Child Custody Frequently Asked Questions
How does the court determine what is in the best interest of my children in a child custody case?
The court will examine a number of factors, including who the children are living with at the time the custody determination is made, the children’s historical relationship with each of the parents, and each of the parents’ ability to care for the children. See the Child Custody section of our website for a more detailed explanation of the Best Interest factors.
What are the different types of child custody?
There are two types of child custody in Michigan:
Legal custody – the parents share decision-making authority in important decisions affecting their children and must consult with each other to reach joint parental decisions.
Physical custody – who physically raises the child, and where the child physically resides.
My husband and I are separated, and he moved to another state. He has filed for divorce and custody in his state. What do I do?
If your spouse has moved to another state and filed for divorce and child custody, he would first have to meet residency requirements in that state in order to file. Each state has different laws. If he does not meet all requirements necessary to file, you would be able to contest both the divorce and the custody proceeding. It would be in your best interest to contact an experienced child custody attorney at Paul J. Tafelski, PC to discuss your options. Do not waste time. You may have an opportunity to challenge jurisdiction which will be lost if you wait. It is a great disadvantage to fight your divorce from a different state.
May I withhold visitation because my spouse will not pay child support?
Child support and visitation are two separate issues. A person cannot withhold visitation if child support is not being paid. If the court has ordered visitation, an attempt to violate the court orders could result in contempt. The proper way to deal with this is to file a motion with the court for contempt or enforcement of the order.
Are mothers more likely to be awarded custody over fathers?
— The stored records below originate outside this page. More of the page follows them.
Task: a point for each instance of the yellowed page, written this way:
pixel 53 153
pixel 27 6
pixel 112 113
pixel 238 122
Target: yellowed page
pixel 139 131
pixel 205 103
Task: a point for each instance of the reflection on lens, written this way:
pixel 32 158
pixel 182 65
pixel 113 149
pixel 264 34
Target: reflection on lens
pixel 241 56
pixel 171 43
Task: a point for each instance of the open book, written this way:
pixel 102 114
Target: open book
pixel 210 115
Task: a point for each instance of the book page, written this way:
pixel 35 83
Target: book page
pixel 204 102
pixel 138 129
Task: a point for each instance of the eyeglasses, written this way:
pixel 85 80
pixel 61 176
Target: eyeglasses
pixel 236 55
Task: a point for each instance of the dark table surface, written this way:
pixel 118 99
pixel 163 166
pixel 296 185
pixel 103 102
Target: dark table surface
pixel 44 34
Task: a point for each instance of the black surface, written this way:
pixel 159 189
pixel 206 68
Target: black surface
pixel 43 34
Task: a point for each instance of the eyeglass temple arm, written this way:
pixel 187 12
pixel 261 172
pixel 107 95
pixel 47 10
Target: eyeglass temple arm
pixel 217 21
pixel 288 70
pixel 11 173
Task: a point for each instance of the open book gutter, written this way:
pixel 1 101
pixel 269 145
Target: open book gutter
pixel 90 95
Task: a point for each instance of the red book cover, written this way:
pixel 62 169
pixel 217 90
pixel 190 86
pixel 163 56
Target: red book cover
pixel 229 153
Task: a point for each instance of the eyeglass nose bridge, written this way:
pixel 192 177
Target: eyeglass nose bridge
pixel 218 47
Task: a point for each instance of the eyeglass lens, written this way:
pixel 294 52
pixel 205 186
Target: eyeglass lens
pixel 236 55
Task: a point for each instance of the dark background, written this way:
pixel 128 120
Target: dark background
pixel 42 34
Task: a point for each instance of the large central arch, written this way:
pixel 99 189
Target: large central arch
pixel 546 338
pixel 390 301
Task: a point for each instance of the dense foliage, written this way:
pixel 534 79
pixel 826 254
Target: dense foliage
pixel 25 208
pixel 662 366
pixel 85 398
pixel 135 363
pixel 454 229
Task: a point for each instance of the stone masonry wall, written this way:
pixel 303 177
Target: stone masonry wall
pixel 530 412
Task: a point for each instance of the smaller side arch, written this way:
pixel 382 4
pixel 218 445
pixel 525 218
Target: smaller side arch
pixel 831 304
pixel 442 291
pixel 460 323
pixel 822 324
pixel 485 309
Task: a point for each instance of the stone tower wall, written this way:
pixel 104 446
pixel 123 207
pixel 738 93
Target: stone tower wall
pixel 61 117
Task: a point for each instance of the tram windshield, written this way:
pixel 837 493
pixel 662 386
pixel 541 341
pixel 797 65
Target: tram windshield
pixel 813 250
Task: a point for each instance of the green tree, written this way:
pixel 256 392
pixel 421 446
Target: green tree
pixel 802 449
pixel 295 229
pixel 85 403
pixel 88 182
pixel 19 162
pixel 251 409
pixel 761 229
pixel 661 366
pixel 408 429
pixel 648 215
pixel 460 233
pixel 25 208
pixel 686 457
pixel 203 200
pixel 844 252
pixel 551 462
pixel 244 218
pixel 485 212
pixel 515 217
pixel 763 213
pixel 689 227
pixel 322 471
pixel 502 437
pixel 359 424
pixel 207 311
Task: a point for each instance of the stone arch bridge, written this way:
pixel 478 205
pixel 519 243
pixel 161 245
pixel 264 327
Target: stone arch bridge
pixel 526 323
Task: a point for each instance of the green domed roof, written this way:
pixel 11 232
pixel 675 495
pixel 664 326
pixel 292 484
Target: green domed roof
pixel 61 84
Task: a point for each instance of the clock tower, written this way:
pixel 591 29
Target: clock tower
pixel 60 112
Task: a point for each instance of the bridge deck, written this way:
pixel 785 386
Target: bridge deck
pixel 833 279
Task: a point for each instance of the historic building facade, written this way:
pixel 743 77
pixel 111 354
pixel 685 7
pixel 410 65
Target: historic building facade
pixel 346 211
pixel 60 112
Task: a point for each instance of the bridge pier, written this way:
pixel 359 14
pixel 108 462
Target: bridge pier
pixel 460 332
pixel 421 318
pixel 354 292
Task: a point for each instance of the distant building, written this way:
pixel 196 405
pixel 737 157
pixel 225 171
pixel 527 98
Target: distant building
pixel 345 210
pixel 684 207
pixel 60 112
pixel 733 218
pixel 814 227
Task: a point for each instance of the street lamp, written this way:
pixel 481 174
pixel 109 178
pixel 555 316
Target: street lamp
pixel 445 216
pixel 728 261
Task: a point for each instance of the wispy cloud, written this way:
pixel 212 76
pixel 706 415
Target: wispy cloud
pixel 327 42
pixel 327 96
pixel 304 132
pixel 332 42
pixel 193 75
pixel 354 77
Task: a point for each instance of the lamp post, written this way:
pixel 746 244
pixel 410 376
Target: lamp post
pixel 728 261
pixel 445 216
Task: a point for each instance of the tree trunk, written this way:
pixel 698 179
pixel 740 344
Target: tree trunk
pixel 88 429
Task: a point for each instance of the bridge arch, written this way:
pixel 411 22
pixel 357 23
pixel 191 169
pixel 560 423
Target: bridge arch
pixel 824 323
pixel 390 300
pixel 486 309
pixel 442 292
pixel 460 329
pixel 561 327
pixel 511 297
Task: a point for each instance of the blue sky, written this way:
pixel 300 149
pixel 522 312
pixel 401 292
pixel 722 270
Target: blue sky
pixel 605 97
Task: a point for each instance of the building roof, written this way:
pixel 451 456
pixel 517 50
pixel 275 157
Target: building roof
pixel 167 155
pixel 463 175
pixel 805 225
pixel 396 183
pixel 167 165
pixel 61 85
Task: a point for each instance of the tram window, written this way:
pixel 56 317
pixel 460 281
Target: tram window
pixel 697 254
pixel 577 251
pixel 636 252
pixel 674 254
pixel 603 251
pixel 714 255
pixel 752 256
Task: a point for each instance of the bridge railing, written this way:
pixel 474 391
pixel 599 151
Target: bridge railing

The mother usually receives custody because she is the homemaker who cares for the children. Historically, the father is earning a living for the family and as such, does not spend as much time with the children. Also, some judges are biased against fathers and for mothers. However, with proper legal representation, the father may have just as much chance of gaining custody of the children as the mother. It would be a mistake to assume that the mother always gets physical custody. Contact the custody lawyers at Paul. J. Tafelski, P.C. today to discuss your case.
What factors do courts take into account when deciding who gets custody of the children?
A court gives the “best interests of the child” the highest priority when deciding custody issues. What the best interests of a child are in a given situation depends upon many factors, including:
- the child’s age, gender, mental and physical health
- the mental and physical health of the parents
- the lifestyle and other social factors of the parents, including whether the child is exposed to second-hand smoke and whether there is any history of child abuse
- the love and emotional ties between the parent and the child
- the parent’s ability to provide the child with food, shelter, clothing and medical care
- the child’s established living pattern (school, home, community, religious institution)
- the quality of the schools attended by the children
- the child’s preference, if the child is above a certain age (usually about 12), and
- the ability and willingness of the parent to foster healthy communication and contact between the child and the other parent.